“Learning in America is a prisoner of time.”1 For more than a century schools have held time constant and let student learning vary. The unspoken rule in school is: learn what you can in the time we make available. Time is learning’s master because time is a factor that can be controlled from school to school. Unfortunately, we have been fooled into believing that schools can educate all students the same because all schools have the same amount of time–a school year of 180 six-hour days! But, experience, research and common sense all confirm that student learning is as different as each student and teacher are different.
The school is controlled by the dynamics of clock and calendar. Many school improvement efforts have been stymied because of the flawed assumption that learning can be doled out by the clock or defined by the calendar. A Journey to Excellence requires that we utilize time in new and different ways to support quality educational programs.
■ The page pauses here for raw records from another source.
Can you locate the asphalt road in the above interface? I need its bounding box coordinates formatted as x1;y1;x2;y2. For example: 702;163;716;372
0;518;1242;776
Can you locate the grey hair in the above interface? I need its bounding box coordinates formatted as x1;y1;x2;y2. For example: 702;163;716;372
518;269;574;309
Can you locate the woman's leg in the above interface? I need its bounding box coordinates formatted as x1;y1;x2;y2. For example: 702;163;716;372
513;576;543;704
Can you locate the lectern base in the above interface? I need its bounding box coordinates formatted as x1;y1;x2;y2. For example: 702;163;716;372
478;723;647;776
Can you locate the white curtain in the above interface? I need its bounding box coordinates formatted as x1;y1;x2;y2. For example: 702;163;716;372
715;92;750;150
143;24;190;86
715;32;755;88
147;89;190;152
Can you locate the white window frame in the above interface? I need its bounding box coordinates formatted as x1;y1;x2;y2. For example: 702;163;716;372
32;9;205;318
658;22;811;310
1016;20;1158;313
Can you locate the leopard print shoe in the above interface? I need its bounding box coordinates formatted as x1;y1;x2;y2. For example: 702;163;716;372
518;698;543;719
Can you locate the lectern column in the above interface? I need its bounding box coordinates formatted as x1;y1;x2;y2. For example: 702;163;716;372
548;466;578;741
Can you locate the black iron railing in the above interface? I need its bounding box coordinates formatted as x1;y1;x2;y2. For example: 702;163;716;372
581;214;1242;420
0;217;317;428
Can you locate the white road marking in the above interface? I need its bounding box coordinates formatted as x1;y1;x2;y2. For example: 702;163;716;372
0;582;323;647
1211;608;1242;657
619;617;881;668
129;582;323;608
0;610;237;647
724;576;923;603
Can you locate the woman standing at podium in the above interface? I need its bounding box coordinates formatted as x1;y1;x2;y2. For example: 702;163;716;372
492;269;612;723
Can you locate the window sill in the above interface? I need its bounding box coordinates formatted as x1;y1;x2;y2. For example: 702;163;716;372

There must be widespread acceptance that learning matters and that individual learning will be improved if we liberate schools to use time in new and creative ways.
The adoption of creative calendars that redesign the school year, providing release time for quality professional development, defining student achievement by establishing standards for student mastery learning instead of the seat time spent in a given grade or subject, establishing educational balance for all school programs and activities, and reallocating instructional time through modified schedules and new instructional strategies may be some of the ways that schools can begin to liberate student learning.
But time not only impacts school organization and curriculum delivery, it also influences how families organize their lives. Thus, transforming how the school uses time will require unprecedented transformation in how all people think about school.
1. Prisoners of Time (1994 April) Report of the National Education Commission on Time and Learning, U.S. Department of Education.